Secretary of State Mike Pompeo announced at a press conference with Chinese Foreign Minister Wang Yi in Beijing on Thursday that China will maintain sanctions against North Korea “until such time as denuclearization is, in fact, complete.”
Pompeo said he also spoke with the Japanese and South Korean governments on Thursday, and they are equally committed to keeping full sanctions pressure against North Korea until the North’s nuclear weapons program has been dismantled.
The secretary thanked Chinese President Xi Jinping “for his role in helping bring North Korea to the negotiating table and for the continued support as we work to achieve the complete, verifiable, and irreversible denuclearization of North Korea.”

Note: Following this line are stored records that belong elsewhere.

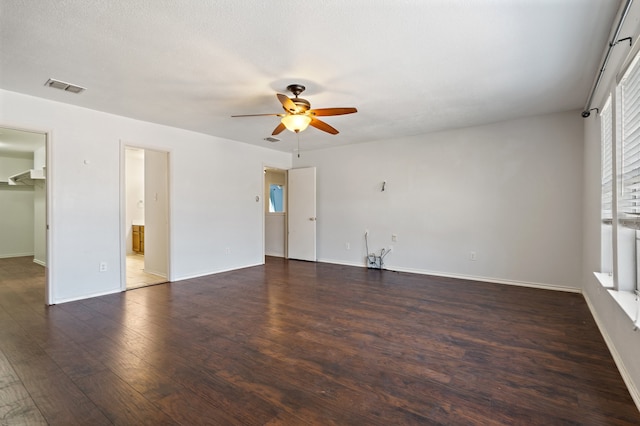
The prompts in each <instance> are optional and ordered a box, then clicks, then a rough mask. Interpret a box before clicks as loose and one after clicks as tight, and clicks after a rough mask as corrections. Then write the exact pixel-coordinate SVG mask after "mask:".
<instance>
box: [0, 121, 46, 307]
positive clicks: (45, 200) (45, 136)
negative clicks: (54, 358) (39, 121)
mask: <svg viewBox="0 0 640 426" xmlns="http://www.w3.org/2000/svg"><path fill="white" fill-rule="evenodd" d="M0 127H4V128H7V129H12V130H18V131H22V132H30V133H38V134H41V135H44V137H45V142H44V143H45V171H44V172H45V181H44V188H45V191H44V192H45V201H44V202H45V219H44V222H45V248H46V250H47V255H46V259H45V263H46V265H44V304H45V305H47V306H50V305H53V304H54V297H53V295H54V283H53V282H52V280H51V277H52V276H53V273H52V262H51V260H52V259H53V257H54V255H53V250H52V246H53V237H52V235H53V228H52V227H51V222H52V221H53V216H54V215H53V203H52V202H51V192H52V188H53V183H52V182H51V177H52V176H53V174H52V173H51V164H52V160H51V157H52V155H51V152H52V150H51V145H52V143H51V142H52V139H53V131H52V130H42V129H36V128H34V127H26V126H23V125H18V124H14V123H7V122H2V123H0Z"/></svg>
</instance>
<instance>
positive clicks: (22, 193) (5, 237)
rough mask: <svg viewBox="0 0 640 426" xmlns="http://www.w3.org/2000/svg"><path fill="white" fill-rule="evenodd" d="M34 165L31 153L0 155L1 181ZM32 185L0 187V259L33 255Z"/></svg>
mask: <svg viewBox="0 0 640 426" xmlns="http://www.w3.org/2000/svg"><path fill="white" fill-rule="evenodd" d="M32 168H33V154H17V153H16V154H13V153H12V155H9V154H6V155H0V182H7V180H8V177H9V176H13V175H15V174H17V173H20V172H23V171H25V170H28V169H32ZM33 207H34V187H33V186H22V185H16V186H0V212H1V213H0V258H3V257H17V256H31V255H33V254H34V232H33V223H34V214H33V213H34V211H33Z"/></svg>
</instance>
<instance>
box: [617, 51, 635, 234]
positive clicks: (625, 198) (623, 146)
mask: <svg viewBox="0 0 640 426" xmlns="http://www.w3.org/2000/svg"><path fill="white" fill-rule="evenodd" d="M638 58H639V57H638V56H636V58H635V59H634V61H633V63H632V64H631V66H630V67H629V69H628V70H627V72H626V73H625V76H624V77H623V78H622V81H621V82H620V85H619V86H618V88H619V96H620V112H621V119H620V135H621V140H622V158H621V166H622V173H621V181H622V194H621V201H620V205H619V206H620V215H619V218H620V224H622V225H623V226H627V227H630V228H634V229H640V227H639V225H640V67H638Z"/></svg>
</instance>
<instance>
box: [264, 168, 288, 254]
mask: <svg viewBox="0 0 640 426" xmlns="http://www.w3.org/2000/svg"><path fill="white" fill-rule="evenodd" d="M264 254H265V256H274V257H287V171H286V170H281V169H276V168H271V167H265V168H264Z"/></svg>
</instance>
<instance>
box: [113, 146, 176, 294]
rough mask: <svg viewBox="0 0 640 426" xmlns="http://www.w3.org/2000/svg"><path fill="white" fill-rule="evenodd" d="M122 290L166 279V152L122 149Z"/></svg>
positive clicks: (131, 148)
mask: <svg viewBox="0 0 640 426" xmlns="http://www.w3.org/2000/svg"><path fill="white" fill-rule="evenodd" d="M123 181H124V190H123V192H124V215H123V216H124V226H123V235H122V237H123V241H124V250H123V254H124V256H123V257H124V259H123V263H124V268H123V271H125V274H124V275H125V276H124V280H123V281H124V287H125V289H127V290H130V289H134V288H139V287H145V286H149V285H154V284H159V283H164V282H167V281H168V279H167V278H168V276H169V266H168V265H169V190H168V182H169V153H168V152H165V151H158V150H154V149H145V148H138V147H133V146H125V147H124V179H123Z"/></svg>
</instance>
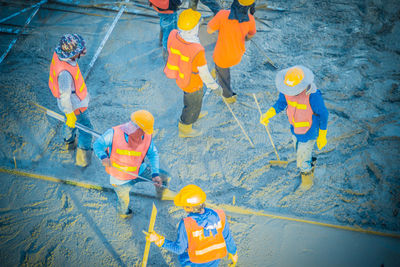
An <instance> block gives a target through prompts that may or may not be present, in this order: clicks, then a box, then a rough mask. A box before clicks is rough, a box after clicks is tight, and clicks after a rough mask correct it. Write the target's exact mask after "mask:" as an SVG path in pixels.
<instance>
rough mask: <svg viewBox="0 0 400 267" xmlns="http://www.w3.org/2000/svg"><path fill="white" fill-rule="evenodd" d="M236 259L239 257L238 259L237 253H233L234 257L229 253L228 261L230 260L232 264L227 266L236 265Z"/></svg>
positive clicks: (233, 265) (236, 259)
mask: <svg viewBox="0 0 400 267" xmlns="http://www.w3.org/2000/svg"><path fill="white" fill-rule="evenodd" d="M238 258H239V257H238V255H237V252H236V253H235V255H232V254H231V253H229V259H231V260H232V263H231V264H229V267H233V266H235V265H236V263H237V260H238Z"/></svg>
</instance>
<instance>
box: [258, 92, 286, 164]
mask: <svg viewBox="0 0 400 267" xmlns="http://www.w3.org/2000/svg"><path fill="white" fill-rule="evenodd" d="M253 97H254V100H255V101H256V104H257V108H258V112H260V116H262V112H261V108H260V105H259V104H258V100H257V97H256V94H255V93H253ZM264 126H265V125H264ZM265 130H267V134H268V137H269V140H270V141H271V145H272V147H273V148H274V151H275V155H276V158H277V159H278V160H281V159H280V158H279V155H278V151H277V150H276V147H275V145H274V142H273V141H272V137H271V134H270V133H269V130H268V126H265Z"/></svg>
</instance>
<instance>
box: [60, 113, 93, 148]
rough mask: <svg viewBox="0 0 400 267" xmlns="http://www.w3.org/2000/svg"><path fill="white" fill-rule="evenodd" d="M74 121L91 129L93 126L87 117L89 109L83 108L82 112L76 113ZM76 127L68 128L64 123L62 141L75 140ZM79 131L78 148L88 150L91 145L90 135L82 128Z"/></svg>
mask: <svg viewBox="0 0 400 267" xmlns="http://www.w3.org/2000/svg"><path fill="white" fill-rule="evenodd" d="M76 122H78V123H80V124H82V125H84V126H86V127H88V128H90V129H93V126H92V124H91V122H90V119H89V111H88V110H85V111H84V112H83V113H80V114H79V115H76ZM77 130H78V128H76V127H75V128H69V127H68V126H67V125H66V124H64V141H65V142H67V143H70V142H72V141H74V140H75V136H76V131H77ZM78 131H79V137H78V148H81V149H84V150H89V149H91V147H92V135H91V134H89V133H86V132H84V131H82V130H78Z"/></svg>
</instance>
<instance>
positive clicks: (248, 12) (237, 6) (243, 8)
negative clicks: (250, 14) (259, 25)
mask: <svg viewBox="0 0 400 267" xmlns="http://www.w3.org/2000/svg"><path fill="white" fill-rule="evenodd" d="M249 8H250V6H242V5H241V4H239V2H238V0H234V1H233V3H232V5H231V12H230V13H229V17H228V19H230V20H235V19H236V20H238V21H239V23H241V22H246V21H249V20H250V18H249Z"/></svg>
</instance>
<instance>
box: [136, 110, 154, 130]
mask: <svg viewBox="0 0 400 267" xmlns="http://www.w3.org/2000/svg"><path fill="white" fill-rule="evenodd" d="M131 120H132V121H133V122H134V123H135V124H136V125H137V126H139V127H140V129H142V130H143V131H144V132H145V133H147V134H152V133H153V131H154V117H153V115H152V114H151V113H150V112H148V111H147V110H138V111H135V112H133V113H132V114H131Z"/></svg>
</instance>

The New York Times noted that China has previously indicated that sanctions relief should be quickly offered to North Korea simply for agreeing to negotiations, and Wang declined to answer a direct question at the press conference about whether this is still Beijing’s position.
“We think we should address North Korea’s security interest concerns, which is to establish a peace mechanism for the Korean peninsula,” Wang said noncommittally. “I think that China and the US, as well as North Korea and other parties, would agree that our ultimate goal is the same.”
Pompeo actually stepped in and took over the question after Wang sidestepped the matter of sanctions relief:
State Councilor Wang and I had a good, constructive discussion on these very topics. With respect to the pace at which the denuclearization will take place, I think we both agreed that we need to do it in as timely a fashion as is possible to achieve the outcome and that the security assurances that we’ve talked about are provided at times that are appropriate.
We also talked at some length about the sanctions. China has reaffirmed its commitment to honoring the UN Security Council resolutions. Those have mechanisms for relief contained in them, and we agreed that at the appropriate time that those would be considered. But we have made very clear that the sanctions and the economic relief that North Korea will receive will only happen after the full denuclearization, the complete denuclearization, of North Korea.
Pompeo gave assurances that the United States has a “reasonable understanding” of the extent of North Korea’s nuclear program, adding that it’s “incredibly important” to upgrade that intel to a “full understanding” as soon as possible.
Pompeo said:
As part of the efforts that will be undertaken in the week and weeks ahead, we will work with the North Koreans to come to have a fuller understanding of that so that we can begin to execute together the commitments that President Trump and Chairman Kim made. They made real commitments to denuclearize, each of them, and President Trump made a commitment that he would provide security assurances that were commensurate with that.
“Those are firm commitments that the two leaders made and an understanding that the program is a piece of what will ultimately lead to our capacity to verify the full and complete denuclearization has actually taken place,” he said.